I'd argue that deciding to name 8 bits a byte and making the abbreviation of the latter simply the capitalization of the former was an ill-considered choice, and has led to much confusion, consternation, and gnashing of teeth over the years.
We should adopt the telecom term octet, and just get rid of the term byte.
Then again "Megaoctet" doesn't quite flow, but there would be no confusion between a bit and an octet however you abbreviate it. We're still left with is deciding whether to multiply by 1000 or 1024 for each magnitude though.
Read my reply to tedchs, I believe he[assuming] is still reading the numbers wrong, including the mobile numbers.
I'm not sure about your numbers, as I'm finding a bunch of conflicting information online.
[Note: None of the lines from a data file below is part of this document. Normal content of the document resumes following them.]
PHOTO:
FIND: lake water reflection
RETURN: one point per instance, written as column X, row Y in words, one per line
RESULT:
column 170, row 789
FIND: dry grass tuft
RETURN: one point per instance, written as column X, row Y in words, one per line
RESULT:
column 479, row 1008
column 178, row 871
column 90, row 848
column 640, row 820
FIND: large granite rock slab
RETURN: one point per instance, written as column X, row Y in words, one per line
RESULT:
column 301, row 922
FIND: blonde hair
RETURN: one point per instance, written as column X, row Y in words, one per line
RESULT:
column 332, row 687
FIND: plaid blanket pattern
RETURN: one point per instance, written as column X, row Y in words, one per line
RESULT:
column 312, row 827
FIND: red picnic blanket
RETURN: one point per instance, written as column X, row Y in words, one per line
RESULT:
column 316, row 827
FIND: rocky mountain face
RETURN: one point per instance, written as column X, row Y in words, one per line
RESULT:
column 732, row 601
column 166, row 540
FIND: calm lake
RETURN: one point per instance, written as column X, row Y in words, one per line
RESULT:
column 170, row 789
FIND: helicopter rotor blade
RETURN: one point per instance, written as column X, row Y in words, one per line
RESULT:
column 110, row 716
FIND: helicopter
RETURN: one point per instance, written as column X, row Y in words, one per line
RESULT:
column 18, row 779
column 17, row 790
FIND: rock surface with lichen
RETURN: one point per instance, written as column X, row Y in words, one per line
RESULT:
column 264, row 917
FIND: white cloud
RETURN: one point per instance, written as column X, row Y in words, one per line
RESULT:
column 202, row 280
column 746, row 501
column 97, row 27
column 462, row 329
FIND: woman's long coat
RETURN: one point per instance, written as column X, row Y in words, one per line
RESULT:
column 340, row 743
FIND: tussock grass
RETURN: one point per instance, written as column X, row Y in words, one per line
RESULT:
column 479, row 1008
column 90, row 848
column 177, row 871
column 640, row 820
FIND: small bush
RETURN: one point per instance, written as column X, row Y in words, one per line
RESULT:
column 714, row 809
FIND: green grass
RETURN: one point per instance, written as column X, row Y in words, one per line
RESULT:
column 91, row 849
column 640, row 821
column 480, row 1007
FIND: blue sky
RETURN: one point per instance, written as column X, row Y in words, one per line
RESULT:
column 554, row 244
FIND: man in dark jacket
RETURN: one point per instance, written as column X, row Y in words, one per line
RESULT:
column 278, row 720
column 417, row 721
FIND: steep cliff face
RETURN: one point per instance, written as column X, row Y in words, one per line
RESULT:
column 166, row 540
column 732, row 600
From what I've seen, an HDTV quality stream would be around 2 MBps, but I've also seen numbers closer to what you're reporting.
It's conceivable to me that Netflix could do a quick speedtest that would exceed the video bitrate when testing your connection for HD-ness.
In any case, I might be wrong. Netflix should really clarify this. There are people arguing about the same thing in the comments to that article.
EDIT: and as tedchs points out, the other provider numbers definitely reinforce the interpretation of it being Mbps: I don't think I've ever seen AT&T advertise a non-Uverse DSL speed of above 6Mbps, which wouldn't let it hit 1.5MBps.